Turkish Daily News | Aug 3 2006

Prosecutors in Diyarbakir have launched an investigation into retired Lt. Gen. Altay Tokat for remarks during a magazine interview in which he said he had ordered that bombs be detonated in southestern Anatolia to influence state officials in the region.

In Ankara, two leading human rights organizations, the Human Rights Association (IHD) and the Association of Human Rights and Solidarity for Oppressed Peoples (Mazlum-Der), filed a complaint with the Chief Public Prosecutor's Office against Tokat, demanding an investigation.

Tokat, now a member of the opposition Nationalist Movement Party (MHP), triggered controversy when he said in remarks published in a weekly that he had ordered bombs to be thrown near the homes of two civil servants in the region in what he described as a move to intimidate them and make them understand the gravity of the situation. “The civil servants, the judges who come from western Turkey, do not realize how serious the situation is [in the Southeast]. ... They walk around without a care, do what they want,” Aktüel magazine quoted him as saying last week.

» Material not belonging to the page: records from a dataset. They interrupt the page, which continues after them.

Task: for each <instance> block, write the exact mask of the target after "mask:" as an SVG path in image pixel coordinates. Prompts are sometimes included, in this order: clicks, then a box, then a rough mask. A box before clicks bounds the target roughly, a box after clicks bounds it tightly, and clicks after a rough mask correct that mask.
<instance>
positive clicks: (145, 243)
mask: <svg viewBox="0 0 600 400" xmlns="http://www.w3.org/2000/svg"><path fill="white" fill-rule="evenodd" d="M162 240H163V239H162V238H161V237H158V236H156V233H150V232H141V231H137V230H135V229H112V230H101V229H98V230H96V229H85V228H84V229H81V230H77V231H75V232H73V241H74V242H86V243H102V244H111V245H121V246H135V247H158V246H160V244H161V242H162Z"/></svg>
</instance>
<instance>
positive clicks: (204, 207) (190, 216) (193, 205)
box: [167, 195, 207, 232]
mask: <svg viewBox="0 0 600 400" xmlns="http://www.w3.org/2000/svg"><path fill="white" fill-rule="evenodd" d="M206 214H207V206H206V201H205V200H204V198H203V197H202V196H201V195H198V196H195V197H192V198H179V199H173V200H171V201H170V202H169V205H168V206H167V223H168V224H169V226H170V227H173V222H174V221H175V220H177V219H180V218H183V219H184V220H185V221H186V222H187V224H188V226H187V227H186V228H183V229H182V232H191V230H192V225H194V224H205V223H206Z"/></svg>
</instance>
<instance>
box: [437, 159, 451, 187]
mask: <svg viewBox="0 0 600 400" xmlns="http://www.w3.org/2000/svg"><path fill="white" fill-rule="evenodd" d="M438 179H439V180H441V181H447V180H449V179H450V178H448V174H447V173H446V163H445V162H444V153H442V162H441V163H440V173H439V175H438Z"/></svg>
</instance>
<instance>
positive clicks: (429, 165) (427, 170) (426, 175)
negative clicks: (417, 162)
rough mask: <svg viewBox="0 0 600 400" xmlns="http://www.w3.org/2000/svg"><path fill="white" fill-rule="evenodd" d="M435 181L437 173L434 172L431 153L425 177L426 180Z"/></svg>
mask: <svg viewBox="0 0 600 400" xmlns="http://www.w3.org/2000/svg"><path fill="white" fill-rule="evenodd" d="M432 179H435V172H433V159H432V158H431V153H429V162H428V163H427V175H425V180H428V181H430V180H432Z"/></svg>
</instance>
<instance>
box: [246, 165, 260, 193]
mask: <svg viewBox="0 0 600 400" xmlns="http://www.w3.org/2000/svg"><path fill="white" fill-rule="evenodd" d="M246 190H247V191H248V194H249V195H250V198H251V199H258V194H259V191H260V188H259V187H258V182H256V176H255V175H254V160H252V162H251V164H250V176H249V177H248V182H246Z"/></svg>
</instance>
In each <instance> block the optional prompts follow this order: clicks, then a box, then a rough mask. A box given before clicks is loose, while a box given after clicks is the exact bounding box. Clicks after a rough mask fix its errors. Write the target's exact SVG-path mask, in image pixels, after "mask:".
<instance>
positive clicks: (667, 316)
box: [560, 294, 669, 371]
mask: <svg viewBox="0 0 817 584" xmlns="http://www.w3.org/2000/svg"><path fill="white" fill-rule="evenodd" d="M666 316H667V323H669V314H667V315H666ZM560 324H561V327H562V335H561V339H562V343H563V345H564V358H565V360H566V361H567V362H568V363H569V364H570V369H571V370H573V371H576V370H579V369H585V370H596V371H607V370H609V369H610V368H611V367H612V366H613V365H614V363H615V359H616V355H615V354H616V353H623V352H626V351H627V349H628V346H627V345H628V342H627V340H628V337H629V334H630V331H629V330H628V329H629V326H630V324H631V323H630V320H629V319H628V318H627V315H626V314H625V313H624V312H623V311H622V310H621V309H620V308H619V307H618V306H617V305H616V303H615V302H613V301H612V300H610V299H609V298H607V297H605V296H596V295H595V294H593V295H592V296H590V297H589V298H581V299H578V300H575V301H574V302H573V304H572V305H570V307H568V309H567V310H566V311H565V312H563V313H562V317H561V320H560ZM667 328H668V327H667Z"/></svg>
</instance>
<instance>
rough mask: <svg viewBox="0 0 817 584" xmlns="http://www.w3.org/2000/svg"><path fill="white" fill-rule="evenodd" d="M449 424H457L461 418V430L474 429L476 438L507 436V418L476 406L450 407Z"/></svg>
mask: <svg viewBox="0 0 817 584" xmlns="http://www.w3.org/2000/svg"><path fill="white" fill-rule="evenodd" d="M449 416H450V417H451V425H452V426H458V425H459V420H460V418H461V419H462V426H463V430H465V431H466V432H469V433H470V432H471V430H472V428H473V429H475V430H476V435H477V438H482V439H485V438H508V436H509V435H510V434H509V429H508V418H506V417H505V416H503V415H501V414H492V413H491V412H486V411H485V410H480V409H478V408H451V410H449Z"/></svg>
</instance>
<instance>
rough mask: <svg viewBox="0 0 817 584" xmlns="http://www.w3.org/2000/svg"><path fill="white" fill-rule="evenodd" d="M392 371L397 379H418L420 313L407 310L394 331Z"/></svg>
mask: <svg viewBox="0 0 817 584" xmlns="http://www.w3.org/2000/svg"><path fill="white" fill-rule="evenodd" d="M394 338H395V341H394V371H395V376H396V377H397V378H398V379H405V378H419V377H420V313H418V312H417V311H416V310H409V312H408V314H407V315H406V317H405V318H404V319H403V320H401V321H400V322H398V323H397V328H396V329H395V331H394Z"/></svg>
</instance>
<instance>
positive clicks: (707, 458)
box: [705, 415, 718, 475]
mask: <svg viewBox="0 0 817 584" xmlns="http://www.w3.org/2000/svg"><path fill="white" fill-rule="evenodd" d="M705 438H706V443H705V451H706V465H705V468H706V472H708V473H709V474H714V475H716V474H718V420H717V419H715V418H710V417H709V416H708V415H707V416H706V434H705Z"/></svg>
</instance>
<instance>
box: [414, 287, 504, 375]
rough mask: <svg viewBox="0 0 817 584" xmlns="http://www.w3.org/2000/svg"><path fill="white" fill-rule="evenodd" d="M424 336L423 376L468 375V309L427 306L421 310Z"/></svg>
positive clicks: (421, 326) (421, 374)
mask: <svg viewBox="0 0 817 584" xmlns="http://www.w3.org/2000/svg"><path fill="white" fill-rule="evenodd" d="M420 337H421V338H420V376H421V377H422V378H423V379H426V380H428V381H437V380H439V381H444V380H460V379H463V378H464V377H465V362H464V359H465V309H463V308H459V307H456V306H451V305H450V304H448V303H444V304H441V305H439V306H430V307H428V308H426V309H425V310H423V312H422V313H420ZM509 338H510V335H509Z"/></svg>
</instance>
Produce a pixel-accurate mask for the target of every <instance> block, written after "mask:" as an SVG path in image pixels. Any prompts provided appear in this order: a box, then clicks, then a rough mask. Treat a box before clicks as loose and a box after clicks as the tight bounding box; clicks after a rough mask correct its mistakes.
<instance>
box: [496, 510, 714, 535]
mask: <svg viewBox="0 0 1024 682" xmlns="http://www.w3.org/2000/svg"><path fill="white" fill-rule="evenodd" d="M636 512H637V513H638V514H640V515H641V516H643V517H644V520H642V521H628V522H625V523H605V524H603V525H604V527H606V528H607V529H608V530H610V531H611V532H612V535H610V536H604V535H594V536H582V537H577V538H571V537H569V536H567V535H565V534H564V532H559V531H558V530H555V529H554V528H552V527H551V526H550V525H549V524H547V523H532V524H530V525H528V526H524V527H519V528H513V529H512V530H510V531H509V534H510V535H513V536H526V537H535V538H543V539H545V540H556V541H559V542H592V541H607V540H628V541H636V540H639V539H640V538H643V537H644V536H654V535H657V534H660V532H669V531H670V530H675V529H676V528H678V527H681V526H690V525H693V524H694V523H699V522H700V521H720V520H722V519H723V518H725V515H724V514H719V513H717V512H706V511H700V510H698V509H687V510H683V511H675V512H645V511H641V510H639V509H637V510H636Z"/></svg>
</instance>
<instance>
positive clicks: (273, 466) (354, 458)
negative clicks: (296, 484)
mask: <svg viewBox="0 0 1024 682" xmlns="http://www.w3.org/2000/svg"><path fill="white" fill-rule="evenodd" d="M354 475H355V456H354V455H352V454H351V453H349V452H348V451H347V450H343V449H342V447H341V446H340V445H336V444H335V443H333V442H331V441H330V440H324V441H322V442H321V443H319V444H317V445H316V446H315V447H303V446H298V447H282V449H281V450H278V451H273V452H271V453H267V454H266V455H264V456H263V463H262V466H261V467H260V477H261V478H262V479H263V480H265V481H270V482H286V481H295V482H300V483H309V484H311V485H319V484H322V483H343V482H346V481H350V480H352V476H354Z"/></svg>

Gen. Tokat served in southeastern Anatolia between 1995 and 1998, at the height of a separatist campaign at the hands of the outlawed Kurdistan Workers' Party (PKK) in the region.

The remarks prompted the General Staff to launch a probe into the retired general.

The Chief Public Prosecutor's Office in Diyarbakir will decide whether a court case should be launched against Gen. Tokat after completion of the investigation, the Anatolia news agency said.

If a court case is brought against him, Gen. Tokat may then face up to three years in jail for “abuse of authority” and “deliberately endangering the public” under articles 257 and 170 of the Turkish Penal Code (TCK).

The joint petition of the IHD and Mazlum-Der claimed that Gen. Tokat had committed the crimes of “setting up an armed organization for criminal ends, intimidation with the purpose of spreading fear and panic among the people, influencing judicial officials, praising crime and those who commit crimes, inciting hatred and enmity and abuse of authority.”

Gen. Tokat's remarks were not the first time that soldiers came under suspicion of carrying out attacks in southeastern Anatolia. In November two gendarmerie officers tossed a grenade into a bookstore owned by former PKK member Seferi Yilmaz in the town of Semdinli near the Iraqi border. Yilmaz survived and identified his attackers, who turned out to be noncommissioned officers with suspected ties to top generals. A court last month sentenced the two noncommissioned officers to nearly 40 years in prison for trying to kill Yilmaz, who had previously been jailed on charges of membership in the PKK.

But prosecutor Ferhat Sarikaya was sacked in April for an indictment he prepared in which he also alleged the complicity of Land Forces Commander Gen. Yasar Büyükanit.

“It is understood that none of us are safe in Turkey,” said Yusuf Alatas, chairman of the IHD, told reporters after presenting the petition to the Ankara Chief Public Prosecutor's Office. “These remarks showed that some people believed that the judiciary could not reach them and that they did not recognize supremacy of the law.”

Mazlum-Der Chairman Ayhan Bilgen said the decisions to disbar Sarikaya and dismiss Sabri Uzun, former head of the police intelligence unit, after his testimony at a parliamentary inquiry commission on the Semdinli incident, should be revised in the light of the statements of Gen. Tokat.